В старинном Александрове, в рамках программы по поддержке малых городов России, состоялась лаборатория по современной драматургии.
Малый город Александров дважды в истории оказывался на слуху: в XVI-м веке сюда сбежал от бояр Иван Грозный, захватив казну и библиотеку, и устроив тут кровавую опричнину; в XX-м в городе стали массово селиться люди, освободившиеся из ГУЛАГа. В октябре здесь прошла лаборатория Театра Наций по современной драматургии – одна из акций большой программы по поддержке театров малых городов.

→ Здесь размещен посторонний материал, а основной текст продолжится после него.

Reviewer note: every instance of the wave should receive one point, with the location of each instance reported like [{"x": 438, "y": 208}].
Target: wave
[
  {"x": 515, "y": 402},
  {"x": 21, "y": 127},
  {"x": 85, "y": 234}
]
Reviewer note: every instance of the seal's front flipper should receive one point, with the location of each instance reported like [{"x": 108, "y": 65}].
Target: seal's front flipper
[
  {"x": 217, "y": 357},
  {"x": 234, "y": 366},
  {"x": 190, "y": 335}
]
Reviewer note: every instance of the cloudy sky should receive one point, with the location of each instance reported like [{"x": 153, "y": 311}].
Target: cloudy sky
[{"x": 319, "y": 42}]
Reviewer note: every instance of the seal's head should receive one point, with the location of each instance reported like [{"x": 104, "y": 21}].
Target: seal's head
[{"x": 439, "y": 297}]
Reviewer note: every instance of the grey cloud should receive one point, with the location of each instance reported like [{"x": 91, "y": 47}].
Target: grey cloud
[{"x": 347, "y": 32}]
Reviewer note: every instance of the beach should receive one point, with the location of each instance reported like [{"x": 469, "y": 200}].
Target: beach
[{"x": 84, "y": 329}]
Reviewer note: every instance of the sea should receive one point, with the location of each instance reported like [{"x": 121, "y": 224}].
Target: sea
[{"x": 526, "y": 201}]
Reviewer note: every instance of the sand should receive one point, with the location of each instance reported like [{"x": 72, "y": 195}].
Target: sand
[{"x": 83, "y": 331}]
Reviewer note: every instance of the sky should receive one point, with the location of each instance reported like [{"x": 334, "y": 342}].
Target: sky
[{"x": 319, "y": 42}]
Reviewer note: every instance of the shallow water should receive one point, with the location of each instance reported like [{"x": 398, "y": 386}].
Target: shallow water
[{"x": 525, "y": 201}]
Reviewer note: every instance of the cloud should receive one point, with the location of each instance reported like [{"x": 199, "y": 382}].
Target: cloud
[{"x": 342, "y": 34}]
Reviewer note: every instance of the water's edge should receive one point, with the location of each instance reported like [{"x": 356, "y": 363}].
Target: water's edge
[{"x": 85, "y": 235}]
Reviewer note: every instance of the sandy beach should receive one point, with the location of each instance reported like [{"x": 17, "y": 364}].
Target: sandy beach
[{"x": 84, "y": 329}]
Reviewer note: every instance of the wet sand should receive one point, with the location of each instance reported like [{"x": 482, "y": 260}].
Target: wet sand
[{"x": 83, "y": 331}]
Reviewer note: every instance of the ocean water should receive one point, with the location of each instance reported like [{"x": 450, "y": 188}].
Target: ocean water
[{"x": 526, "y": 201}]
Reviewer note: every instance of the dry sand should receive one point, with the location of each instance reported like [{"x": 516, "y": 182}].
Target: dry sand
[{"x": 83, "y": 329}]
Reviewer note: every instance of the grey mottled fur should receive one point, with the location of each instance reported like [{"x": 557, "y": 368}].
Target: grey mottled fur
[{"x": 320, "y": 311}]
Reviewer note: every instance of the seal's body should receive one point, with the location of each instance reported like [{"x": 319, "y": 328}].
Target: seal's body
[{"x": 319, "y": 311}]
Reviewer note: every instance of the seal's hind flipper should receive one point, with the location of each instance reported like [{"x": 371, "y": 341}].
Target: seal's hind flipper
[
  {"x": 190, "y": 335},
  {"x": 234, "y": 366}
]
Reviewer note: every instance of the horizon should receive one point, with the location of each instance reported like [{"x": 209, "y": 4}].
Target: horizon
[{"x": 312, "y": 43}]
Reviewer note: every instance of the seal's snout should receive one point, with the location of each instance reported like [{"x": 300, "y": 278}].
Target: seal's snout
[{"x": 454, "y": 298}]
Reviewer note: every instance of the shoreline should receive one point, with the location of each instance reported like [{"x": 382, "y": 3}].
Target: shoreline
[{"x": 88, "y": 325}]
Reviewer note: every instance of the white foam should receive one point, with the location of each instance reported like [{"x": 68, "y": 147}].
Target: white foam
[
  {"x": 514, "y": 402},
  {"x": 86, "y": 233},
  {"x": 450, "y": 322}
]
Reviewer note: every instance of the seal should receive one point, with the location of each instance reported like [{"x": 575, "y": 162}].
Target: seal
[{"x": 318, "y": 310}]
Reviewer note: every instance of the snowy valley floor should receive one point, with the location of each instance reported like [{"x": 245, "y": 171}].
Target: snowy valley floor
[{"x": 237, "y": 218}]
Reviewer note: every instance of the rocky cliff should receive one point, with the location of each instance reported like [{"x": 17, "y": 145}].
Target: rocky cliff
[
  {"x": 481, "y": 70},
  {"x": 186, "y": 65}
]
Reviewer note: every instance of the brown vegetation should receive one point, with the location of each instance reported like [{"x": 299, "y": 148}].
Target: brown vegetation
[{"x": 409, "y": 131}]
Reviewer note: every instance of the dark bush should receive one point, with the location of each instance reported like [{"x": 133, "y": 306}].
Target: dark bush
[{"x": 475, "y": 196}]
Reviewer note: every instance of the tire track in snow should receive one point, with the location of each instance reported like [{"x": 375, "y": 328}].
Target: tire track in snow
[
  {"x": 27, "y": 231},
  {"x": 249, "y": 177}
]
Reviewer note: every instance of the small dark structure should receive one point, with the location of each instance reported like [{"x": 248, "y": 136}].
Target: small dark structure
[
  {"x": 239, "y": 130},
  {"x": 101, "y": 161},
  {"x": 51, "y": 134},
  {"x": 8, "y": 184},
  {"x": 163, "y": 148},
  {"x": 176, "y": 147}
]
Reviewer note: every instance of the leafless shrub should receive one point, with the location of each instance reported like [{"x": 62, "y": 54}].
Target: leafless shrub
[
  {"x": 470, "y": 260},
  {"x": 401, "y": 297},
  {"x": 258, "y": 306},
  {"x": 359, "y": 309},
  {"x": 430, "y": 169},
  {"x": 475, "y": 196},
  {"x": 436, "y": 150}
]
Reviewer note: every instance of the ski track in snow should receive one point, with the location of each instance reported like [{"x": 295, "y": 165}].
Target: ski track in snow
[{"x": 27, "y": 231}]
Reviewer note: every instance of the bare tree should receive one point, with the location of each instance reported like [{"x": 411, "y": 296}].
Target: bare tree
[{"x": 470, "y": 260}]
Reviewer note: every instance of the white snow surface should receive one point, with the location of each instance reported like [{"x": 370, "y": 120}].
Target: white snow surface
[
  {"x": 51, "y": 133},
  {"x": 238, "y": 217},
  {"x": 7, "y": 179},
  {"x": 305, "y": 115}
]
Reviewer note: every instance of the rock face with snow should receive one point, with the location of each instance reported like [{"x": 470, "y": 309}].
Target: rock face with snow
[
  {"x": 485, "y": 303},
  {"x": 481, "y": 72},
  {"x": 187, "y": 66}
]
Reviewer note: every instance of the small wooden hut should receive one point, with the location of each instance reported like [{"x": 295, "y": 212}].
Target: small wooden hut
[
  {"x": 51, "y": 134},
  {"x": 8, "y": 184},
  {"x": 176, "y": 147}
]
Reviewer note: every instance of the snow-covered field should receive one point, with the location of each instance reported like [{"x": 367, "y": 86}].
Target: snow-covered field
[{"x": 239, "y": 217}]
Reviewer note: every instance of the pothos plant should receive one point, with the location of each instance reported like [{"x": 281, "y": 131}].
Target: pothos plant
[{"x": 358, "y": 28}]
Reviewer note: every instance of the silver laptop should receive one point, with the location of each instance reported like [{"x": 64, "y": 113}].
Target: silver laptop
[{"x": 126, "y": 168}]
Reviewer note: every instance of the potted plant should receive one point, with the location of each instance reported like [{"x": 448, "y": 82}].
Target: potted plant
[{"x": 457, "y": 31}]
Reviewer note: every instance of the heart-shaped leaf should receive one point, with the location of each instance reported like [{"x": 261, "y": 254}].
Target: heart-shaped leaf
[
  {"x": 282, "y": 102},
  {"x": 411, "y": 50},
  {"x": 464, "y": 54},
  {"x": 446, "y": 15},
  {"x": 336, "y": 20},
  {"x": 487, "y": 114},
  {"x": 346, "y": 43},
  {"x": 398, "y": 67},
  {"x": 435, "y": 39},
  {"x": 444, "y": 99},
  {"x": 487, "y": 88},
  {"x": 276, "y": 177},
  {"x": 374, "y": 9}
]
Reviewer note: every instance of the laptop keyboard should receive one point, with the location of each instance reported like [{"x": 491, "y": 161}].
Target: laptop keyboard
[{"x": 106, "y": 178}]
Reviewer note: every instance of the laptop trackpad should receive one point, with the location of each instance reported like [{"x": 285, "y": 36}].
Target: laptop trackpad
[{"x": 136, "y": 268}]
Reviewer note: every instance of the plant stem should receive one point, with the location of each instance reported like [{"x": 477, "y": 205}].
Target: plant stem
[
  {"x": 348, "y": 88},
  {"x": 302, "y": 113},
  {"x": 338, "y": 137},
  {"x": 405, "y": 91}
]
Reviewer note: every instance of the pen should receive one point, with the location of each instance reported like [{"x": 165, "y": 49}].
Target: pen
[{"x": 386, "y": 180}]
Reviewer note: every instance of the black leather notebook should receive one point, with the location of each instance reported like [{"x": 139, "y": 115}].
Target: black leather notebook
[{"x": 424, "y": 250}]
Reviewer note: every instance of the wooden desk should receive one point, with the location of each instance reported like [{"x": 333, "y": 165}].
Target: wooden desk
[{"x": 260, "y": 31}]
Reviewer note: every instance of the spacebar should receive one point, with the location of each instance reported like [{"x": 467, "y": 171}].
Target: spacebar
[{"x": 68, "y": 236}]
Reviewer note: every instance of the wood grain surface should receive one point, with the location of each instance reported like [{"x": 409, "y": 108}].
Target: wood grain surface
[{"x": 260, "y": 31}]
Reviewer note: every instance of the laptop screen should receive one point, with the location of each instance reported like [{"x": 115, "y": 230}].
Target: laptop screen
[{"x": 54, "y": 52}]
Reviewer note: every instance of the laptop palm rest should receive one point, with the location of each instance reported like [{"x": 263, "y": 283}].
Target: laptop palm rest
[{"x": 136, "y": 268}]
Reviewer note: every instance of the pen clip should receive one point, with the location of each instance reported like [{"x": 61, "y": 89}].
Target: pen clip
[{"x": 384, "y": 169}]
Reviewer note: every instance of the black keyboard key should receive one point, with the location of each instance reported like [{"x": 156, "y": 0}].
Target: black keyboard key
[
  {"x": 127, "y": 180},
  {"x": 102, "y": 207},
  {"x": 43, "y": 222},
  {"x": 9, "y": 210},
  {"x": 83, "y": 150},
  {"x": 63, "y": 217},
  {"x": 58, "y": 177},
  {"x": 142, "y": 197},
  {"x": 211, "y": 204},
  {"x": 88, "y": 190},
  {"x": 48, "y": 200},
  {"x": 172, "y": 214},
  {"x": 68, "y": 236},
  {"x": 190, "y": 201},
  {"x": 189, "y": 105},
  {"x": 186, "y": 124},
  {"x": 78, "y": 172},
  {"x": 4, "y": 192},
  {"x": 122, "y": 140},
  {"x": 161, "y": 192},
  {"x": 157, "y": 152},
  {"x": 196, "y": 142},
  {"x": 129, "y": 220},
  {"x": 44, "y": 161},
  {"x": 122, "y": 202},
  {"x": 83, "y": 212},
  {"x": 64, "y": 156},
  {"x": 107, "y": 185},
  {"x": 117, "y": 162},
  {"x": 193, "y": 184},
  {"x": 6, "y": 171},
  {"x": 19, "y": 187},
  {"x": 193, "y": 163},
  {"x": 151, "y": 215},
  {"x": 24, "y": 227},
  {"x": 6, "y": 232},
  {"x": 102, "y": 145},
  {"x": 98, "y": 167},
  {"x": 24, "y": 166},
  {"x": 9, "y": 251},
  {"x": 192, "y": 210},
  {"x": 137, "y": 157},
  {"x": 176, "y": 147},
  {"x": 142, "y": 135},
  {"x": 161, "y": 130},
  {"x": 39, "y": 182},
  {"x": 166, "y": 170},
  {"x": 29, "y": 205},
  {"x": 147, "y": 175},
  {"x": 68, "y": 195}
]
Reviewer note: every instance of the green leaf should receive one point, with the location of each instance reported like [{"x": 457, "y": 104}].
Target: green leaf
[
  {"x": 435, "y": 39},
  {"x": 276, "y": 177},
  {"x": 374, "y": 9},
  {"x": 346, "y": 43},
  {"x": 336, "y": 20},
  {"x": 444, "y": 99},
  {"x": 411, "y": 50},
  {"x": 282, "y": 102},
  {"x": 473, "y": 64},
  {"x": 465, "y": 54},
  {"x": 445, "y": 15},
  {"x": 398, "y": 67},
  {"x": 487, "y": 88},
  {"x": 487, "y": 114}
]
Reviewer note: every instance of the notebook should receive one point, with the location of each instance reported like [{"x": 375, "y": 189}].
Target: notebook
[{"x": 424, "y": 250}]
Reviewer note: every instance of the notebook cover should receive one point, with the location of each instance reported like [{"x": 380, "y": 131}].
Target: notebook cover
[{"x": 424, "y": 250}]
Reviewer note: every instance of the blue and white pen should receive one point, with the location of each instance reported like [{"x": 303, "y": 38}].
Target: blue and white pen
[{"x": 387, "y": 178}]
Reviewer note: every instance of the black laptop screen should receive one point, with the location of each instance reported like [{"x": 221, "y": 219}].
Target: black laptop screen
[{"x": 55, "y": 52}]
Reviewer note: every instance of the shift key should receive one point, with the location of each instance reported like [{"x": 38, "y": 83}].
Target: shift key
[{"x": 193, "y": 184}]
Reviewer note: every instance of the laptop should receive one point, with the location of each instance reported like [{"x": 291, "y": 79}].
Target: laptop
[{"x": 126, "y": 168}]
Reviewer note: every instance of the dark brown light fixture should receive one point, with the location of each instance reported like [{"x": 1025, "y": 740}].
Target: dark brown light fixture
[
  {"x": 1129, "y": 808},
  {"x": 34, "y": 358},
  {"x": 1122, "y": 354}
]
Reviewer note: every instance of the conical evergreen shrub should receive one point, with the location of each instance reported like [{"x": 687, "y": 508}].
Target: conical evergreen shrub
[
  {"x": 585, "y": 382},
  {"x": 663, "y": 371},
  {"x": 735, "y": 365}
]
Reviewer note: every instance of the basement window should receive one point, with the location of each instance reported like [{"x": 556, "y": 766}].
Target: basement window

Программа, которая реализуется при содействии минкульта РФ, работает с 2013 года. А поскольку, согласно статистике, треть всех профессиональных театров России находится в малых городах (менее полумиллиона жителей), не являющихся областными центрами, то регулярная, равномерная финансовая и творческая поддержка именно этих театров должна была повысить (и ощутимо повысила) общий уровень российских театров. Пять – семь лабораторий в год за восемь лет превратились в десятки новых спектаклей по всей стране, причем, созданных по современным текстам молодыми режиссерами, которые ставили перед труппами оригинальные задачи, занимались вместе с актерами поиском новых, сегодняшних форм. При этом к каждой лаборатории, которую проводит Олег Лоевский – зачинатель и безусловный лидер лабораторного движения в России, прилагается образовательная программа, собранная Еленой Носовой, куратором целого направления работы Театра Наций, связанного с малыми городами. Она же, выбирая локации для лабораторий, следит за тем, чтобы были охвачены все регионы страны. То есть, программа по поддержке театров малых городов России предполагает вместо разовых акций в отдельно взятых городах последовательную сетевую работу по апгрейду всего театрального процесса. В результате внутри программы спонтанно возникают, переплетаясь друг с другом, сюжеты, которые сами просятся в драму. Тут дело еще и в том, что Елена Носова непременно планирует культурную программу, отыскивая в каждой новой локации проекта не просто то, что нельзя не увидеть, но и тех, кто может об этом рассказать с умом и талантом.
Смерть за работой
В Александрове неожиданно получила развитие цветаевская тема. В самом начале лета все участники XVIII Фестиваля театров малых городов – 350 человек – отправились из Набережных Челнов в Елабугу, чтобы посетить тот самый дом, где Марина Цветаева в августе 1941-го, совершила необратимый шаг. А в Александрове, оказывается, появился первый в стране цветаевский музей – точнее, он называется Литературно-художественный музей Марины и Анастасии Цветаевых. Сестры провели здесь два последних абсолютно счастливых года – Ася (Анастасия) с трехлетнем сыном Андрюшей уехала сюда за вторым мужем, химиком Маврикием Минцем, командированным на строительство военного завода, Муся (Марина) приехала к сестре с мужем Сергеем Эфроном и маленькой дочкой Алей. Жили в городской усадьбе местного учителя математики Лебедева, в той части города, которая утопала в яблоневых садах. Но гулять предпочитали на местном старинном кладбище. «Любимая прогулка детей, трёхлетних Али и Андрюши. Точка притяжения — проваленный склеп с из земли глядящими иконами», — писала Марина в «Истории одного посвящения». Эта цитата вспомнилась мне случайно – проверила, оказалось, действительно про Александров. Музейный экскурсовод Полина не просто рассказывает про сестер, она практически разыгрывает спектакль – такова мера ее включенности в события и увлеченности предметом. В советские времена кладбище перекопали, кладбищенскую церковь взорвали, но юная экскурсовод Полина буквально гипнотизирует, заставляя нас совершить «телепортацию» и брести по тропинкам кладбища вместе с Мариной, двумя малышами и… Осипом Мандельштамом, влюбленным в ту пору в Марину, приехавшим её навестить и – даже несмотря на известную фобию, связанную с мертвецами – отправившимся с ней на экстремальную прогулку. И вот мы – вместе с героями воспоминаний – уже несемся сломя голову от быка, который погнался за этой забавной компанией. От быка они убежали, но романтические отношения между двумя великими поэтами после этой прогулки закончились.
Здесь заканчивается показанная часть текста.